Was unsere Vorfahren oft konnten, ja können mussten, war die Kunst, potentielle Delikatessen von Unkraut zu unterscheiden. Heute gibt es Menschen, die das wieder und vielleicht immer noch können – und es lohnt sich von solchen Köchen zu lernen, denn der Genussreichtum lässt dieses Wohlgefühl im Körper zurück, das man nur hat, wenn man sich bewusst wird, was für einen Treffer man gelandet hat. Eines der ersten Wildkräuter im Frühjahr – und vor allem im Morgennebel von Feld und Flur zu finden – ist der Ackerheller. Ihn zeichnet ein leichtes Knoblaucharoma aus. Intensiv süßlich und irgendwie anders als erwartet wird es mit dem guten alten Waldmeister – wenn man ihn leicht antrocknet statt frisch verarbeitet. Die Natur vor der Haustür kann eine ganze Speisekammer sein und mit ihrer Aromatik eine Unverwechselbarkeit in der Küche herstellen.

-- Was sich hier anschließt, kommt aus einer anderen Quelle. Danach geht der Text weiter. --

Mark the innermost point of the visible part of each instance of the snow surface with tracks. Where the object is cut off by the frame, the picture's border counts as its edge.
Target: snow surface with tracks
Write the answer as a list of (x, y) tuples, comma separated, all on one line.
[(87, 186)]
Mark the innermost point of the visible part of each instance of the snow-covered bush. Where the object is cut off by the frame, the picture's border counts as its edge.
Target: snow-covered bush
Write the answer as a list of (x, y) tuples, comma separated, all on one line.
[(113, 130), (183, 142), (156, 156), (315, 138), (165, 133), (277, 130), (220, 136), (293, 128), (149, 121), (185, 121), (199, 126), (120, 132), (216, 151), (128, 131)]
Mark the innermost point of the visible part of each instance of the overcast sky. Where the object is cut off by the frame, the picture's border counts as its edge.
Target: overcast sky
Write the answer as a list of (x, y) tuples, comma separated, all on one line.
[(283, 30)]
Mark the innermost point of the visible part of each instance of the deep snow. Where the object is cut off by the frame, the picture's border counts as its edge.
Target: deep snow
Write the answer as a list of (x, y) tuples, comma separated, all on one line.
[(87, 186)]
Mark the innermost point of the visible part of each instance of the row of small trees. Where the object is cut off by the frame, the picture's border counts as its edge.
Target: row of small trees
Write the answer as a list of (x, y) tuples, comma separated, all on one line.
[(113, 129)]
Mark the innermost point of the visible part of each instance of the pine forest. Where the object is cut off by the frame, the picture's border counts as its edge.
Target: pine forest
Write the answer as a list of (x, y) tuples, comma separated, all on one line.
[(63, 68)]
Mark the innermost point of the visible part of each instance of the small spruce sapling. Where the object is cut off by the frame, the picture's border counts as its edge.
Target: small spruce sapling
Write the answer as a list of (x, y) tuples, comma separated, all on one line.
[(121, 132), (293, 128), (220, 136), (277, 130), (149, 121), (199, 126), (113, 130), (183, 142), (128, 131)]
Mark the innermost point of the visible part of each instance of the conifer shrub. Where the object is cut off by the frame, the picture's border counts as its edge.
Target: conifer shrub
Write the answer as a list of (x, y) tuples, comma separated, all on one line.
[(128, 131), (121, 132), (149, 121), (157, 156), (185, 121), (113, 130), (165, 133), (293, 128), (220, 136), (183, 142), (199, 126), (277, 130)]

Ob Triebe, Kapseln, Blätter, Blüten und Kräuter, die man fast vergessen hatte.

Die Süddeutsche Zeitung sprach in einem Artikel aus dem Sommer mit einem der Sterneköche, der das meiste botanische Wissen seiner Zunft über die Jahre erworben haben dürfte. Andree Köthe ist fast jeden Tag am frühen Morgen unterwegs, um seine Entdeckungen zu machen. Im Artikel erzählt er von spannenden Dingen, unter anderem von am Feldrand stehengebliebenem, letztjährigen Lauch, der von der Mitte her neu nach oben austreibt, um seine Blüten zu bilden. Den Stil kann man schälen und wie Spargel verwenden, ebenso wie der grüne Strunk des japanischen Knöterichs die Säure des Rhabarbers nachahmt und die Blüten der Scheinquitte nach Marzipan schmecken.
Um der gemüsezentrierten Küche einen zutiefst aromatischen Geschmack mitzugeben, als bewusster Gegenpart zur leichten Feinheit des frisch gegarten, ist eine weitere, uralte Technik im Spiel: die Fermentation, also das kontrollierte Vergähren. Hiermit lässt sich Umami erzeugen, der vor allem in Japan verehrte fünfte Geschmack.
Besonderes kreieren, ohne dabei die Exotik und tausende Kilometer gereiste Ware verarbeiten zu müssen – das liegt sehr nahe, wenn man die Augen offen hat und wissbegierig ist, was die Natur um einen herum alles hergibt. Eine Aufgabe, der es sich nachzugehen lohnt, nicht nur wegen der Nachhaltigkeit, es ist einfach wahnsinnig spannend.